Effective May 10, 2019, Georgia has permitted exploration into the cultivation and processing of hemp as a potential new commercial market for farmers and businesses. This law permits research into growing and creating hemp and emerging markets. The hope is to put Georgia on the forefront of hemp-based business.
The new law, however, has presented some issues for local prosecutors. The state of Georgia is currently unable to test substances and accurately distinguish between legal hemp and illegal marijuana (insert rant about ridiculous it is that government employees ruin people's lives over marijuana).
This issue is not unique to Georgia. Similar problems are facing prosecutors in Florida and Texas.
To be clear, marijuana is still illegal. The problem is in the government being able to prove that marijuana isn't hemp.
What is the Problem for Prosecutors?
Prosecutors bear the burden of proving someone's guilt beyond a reasonable doubt. That means that if you are charged with possessing marijuana the government has to prove beyond a reasonable doubt that the substance you are accused of possessing is in fact marijuana.
With the new hemp law, GBI crime labs would have to determine the concentration of THC in the substance in order to effectively distinguish between legal hemp and illegal marijuana.
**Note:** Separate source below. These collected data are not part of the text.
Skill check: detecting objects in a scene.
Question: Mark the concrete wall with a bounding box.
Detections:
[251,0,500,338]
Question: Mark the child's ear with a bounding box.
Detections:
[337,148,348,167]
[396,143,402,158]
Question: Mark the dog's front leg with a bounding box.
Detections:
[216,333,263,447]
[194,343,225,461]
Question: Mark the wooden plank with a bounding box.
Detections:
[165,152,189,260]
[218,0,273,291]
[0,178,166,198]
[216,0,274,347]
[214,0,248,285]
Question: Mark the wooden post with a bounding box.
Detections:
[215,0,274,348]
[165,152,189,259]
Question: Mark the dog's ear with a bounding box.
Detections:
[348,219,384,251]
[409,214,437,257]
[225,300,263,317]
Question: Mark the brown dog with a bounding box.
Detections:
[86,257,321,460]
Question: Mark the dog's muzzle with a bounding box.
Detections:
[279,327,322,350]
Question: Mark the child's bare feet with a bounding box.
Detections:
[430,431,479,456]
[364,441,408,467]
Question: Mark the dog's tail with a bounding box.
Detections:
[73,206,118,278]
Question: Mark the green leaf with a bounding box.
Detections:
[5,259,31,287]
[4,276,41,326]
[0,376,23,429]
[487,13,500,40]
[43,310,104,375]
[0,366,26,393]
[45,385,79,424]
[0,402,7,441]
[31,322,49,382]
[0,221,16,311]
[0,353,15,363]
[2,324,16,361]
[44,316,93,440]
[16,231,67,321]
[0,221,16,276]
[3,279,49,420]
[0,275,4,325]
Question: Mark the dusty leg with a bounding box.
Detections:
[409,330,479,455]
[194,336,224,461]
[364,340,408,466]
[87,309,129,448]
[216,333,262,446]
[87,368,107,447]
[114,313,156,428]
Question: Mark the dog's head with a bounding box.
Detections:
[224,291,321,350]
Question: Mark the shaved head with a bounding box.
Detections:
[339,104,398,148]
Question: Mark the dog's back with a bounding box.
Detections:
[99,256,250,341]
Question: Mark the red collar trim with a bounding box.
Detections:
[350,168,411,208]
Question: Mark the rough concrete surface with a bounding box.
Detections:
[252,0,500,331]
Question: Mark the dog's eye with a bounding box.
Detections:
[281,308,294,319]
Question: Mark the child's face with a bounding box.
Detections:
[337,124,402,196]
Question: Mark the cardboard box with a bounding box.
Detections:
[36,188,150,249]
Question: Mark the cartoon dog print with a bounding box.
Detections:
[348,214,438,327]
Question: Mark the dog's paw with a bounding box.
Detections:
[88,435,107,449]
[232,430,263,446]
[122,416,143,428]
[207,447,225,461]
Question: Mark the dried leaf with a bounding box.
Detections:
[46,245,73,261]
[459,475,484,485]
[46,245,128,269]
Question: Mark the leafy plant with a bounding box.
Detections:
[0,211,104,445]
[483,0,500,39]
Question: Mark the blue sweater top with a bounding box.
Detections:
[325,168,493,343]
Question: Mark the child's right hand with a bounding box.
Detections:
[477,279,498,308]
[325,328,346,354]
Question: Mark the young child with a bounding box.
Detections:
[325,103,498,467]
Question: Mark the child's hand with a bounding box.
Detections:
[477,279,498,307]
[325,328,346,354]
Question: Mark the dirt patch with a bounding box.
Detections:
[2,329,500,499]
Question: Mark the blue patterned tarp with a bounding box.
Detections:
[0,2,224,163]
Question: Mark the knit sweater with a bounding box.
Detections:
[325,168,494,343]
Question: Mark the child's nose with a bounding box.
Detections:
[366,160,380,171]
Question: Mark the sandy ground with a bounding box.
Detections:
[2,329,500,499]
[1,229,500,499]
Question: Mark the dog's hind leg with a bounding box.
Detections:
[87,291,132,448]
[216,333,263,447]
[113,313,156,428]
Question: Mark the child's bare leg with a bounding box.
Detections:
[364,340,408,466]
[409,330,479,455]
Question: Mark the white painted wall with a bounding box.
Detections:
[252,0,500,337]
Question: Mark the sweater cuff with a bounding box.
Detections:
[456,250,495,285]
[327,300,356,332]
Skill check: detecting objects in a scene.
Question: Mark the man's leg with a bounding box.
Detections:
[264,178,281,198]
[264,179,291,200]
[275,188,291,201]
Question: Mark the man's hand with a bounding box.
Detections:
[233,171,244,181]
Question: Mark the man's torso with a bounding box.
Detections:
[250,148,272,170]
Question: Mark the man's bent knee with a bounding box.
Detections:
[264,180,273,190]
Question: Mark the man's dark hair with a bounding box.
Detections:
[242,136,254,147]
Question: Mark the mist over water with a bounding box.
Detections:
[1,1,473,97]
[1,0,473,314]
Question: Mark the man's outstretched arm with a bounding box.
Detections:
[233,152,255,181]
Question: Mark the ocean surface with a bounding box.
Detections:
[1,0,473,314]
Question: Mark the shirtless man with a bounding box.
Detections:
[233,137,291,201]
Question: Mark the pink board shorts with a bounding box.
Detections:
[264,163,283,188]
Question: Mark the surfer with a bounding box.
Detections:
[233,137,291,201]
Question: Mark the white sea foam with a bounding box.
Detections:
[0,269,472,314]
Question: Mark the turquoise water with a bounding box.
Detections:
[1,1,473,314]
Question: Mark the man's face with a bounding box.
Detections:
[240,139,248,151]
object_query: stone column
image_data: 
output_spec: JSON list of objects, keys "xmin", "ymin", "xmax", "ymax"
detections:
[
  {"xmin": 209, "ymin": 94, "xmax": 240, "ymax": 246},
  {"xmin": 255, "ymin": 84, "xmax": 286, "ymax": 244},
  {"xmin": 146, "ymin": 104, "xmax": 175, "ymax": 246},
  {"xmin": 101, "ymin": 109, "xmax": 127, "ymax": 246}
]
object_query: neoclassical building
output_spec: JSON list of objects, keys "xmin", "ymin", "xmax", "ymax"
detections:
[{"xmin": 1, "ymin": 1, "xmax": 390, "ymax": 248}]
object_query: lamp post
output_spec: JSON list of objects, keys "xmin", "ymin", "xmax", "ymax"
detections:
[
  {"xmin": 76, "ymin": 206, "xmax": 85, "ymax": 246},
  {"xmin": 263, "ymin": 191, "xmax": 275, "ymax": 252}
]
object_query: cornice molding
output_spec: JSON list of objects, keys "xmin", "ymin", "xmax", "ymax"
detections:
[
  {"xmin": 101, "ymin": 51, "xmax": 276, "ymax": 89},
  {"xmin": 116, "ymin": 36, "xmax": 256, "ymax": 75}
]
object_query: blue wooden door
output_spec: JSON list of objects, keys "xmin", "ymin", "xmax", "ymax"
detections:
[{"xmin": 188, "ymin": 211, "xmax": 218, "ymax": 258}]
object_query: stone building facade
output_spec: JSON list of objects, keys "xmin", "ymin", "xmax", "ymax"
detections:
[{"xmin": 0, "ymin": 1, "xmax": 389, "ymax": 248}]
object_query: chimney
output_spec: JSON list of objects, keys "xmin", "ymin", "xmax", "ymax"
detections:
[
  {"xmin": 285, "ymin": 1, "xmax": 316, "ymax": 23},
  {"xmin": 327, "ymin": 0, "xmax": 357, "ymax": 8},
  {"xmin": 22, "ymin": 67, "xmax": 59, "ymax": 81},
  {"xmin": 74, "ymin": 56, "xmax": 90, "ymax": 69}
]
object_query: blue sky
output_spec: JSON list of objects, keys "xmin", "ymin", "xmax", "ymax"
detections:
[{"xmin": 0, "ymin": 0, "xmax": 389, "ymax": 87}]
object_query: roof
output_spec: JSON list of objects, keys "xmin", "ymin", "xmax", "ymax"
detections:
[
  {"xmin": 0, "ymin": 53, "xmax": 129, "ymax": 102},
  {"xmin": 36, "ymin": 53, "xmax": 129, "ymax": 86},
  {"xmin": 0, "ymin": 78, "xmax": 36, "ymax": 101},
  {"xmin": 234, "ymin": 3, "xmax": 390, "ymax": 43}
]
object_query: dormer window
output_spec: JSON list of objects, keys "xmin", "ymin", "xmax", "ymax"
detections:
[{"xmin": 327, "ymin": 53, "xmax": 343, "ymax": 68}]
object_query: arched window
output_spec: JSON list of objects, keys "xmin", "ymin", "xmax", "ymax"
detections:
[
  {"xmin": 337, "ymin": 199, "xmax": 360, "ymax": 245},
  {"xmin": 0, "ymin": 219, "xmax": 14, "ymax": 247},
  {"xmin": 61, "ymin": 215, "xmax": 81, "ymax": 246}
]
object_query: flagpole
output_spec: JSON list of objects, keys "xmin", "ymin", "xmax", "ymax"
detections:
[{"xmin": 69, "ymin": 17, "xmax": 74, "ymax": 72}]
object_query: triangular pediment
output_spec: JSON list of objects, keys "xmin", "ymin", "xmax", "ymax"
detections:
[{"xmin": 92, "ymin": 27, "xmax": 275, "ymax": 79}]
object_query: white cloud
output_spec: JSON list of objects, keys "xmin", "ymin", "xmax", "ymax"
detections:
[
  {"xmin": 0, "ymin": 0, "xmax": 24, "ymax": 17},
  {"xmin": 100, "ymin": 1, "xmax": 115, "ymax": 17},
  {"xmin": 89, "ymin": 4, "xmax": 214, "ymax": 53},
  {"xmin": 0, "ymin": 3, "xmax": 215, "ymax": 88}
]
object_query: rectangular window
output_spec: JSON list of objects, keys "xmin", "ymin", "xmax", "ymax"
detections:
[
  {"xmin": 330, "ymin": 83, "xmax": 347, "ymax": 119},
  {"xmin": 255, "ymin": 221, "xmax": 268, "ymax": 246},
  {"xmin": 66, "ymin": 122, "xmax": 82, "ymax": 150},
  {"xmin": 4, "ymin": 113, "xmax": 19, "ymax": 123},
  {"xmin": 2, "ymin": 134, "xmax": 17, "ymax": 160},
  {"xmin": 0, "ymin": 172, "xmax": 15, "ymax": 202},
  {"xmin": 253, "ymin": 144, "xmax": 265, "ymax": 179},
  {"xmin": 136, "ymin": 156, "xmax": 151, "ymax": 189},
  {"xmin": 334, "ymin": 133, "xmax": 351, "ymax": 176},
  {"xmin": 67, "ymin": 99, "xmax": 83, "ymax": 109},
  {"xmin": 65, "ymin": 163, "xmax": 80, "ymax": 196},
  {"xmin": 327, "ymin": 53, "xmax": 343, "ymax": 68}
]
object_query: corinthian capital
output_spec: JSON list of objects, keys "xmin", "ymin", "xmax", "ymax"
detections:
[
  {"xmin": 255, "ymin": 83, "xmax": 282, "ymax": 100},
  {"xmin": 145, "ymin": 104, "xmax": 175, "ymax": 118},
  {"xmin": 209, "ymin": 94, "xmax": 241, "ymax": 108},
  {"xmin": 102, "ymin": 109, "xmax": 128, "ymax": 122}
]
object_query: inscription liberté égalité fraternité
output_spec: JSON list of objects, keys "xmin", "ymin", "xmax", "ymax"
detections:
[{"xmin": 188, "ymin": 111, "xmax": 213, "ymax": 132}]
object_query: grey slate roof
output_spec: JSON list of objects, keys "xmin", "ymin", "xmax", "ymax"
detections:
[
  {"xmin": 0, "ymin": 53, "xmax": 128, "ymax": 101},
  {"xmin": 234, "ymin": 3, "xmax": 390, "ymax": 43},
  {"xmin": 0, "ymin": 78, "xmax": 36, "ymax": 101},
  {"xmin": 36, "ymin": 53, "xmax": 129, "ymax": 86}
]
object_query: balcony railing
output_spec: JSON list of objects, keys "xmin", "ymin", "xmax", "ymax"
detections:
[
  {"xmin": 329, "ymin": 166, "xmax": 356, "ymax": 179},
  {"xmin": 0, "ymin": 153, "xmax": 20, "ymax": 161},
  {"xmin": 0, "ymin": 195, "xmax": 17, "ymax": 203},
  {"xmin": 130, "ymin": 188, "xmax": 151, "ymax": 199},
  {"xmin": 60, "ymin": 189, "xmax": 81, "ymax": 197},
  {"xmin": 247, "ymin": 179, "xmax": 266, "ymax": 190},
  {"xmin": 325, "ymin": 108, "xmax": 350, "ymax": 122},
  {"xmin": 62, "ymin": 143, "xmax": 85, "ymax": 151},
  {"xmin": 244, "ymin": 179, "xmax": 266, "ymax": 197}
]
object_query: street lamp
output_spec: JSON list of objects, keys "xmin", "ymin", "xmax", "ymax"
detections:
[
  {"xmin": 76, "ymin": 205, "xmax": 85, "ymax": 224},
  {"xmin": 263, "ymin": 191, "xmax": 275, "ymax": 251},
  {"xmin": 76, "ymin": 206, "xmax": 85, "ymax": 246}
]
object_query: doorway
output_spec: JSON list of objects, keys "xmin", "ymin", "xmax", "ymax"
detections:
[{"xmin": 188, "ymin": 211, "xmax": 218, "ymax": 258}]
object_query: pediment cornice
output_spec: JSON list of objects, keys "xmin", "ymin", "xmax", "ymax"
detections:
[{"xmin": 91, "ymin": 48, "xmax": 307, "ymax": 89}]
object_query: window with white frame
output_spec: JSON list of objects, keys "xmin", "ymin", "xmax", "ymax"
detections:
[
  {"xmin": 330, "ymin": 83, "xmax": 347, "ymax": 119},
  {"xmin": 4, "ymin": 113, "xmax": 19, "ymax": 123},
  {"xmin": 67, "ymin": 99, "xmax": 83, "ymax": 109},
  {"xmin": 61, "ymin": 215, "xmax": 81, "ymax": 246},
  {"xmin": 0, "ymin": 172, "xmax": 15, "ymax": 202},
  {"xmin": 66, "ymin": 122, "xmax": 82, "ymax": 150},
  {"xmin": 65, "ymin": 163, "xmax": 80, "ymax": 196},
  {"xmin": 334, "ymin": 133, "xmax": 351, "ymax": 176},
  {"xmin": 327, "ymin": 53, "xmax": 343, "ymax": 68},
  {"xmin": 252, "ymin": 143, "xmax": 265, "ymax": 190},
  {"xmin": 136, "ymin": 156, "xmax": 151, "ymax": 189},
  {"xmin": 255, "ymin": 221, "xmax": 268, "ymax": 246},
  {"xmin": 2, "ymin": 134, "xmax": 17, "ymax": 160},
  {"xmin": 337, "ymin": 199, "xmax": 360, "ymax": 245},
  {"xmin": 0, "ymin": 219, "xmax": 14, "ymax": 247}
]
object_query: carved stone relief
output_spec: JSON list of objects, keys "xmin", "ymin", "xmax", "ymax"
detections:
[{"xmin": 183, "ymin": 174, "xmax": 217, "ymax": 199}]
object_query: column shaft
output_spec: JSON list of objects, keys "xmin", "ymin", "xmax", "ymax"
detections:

Hemp means the Cannabis sativa L. plant and any part of such plant, including the seeds thereof and all derivatives, extracts, cannabinoids, isomers, acids, salts, and salt isomers, whether growing or not, with the federally defined THC level for hemp or a lower level.
Federally defined THC level for hemp means a delta-9-THC concentration of not more than 0.3 percent on a dry weight basis or the THC concentration for hemp defined in 7 U.S.C. Section 5940, whichever is greater.
So, prosecutors have to be able to prove beyond a reasonable doubt that any suspected substance has a delta-9-THC concentration of over 0.3 percent on a dry weight basis. Currently, prosecutors are having a difficult time getting that testing done at the GBI.
What does this Mean?
It depends. Some folks arrested on May 10, 2019, or later for marijuana have seen good results where prosecutors have realized the issue and dismissed charges. Some prosecutors, I'm sure, will be less reluctant to take such measures.
Going forward, the state will undoubtedly change. The law will change or testing facilities will quickly accommodate the change in the law and be able to determine the THC level.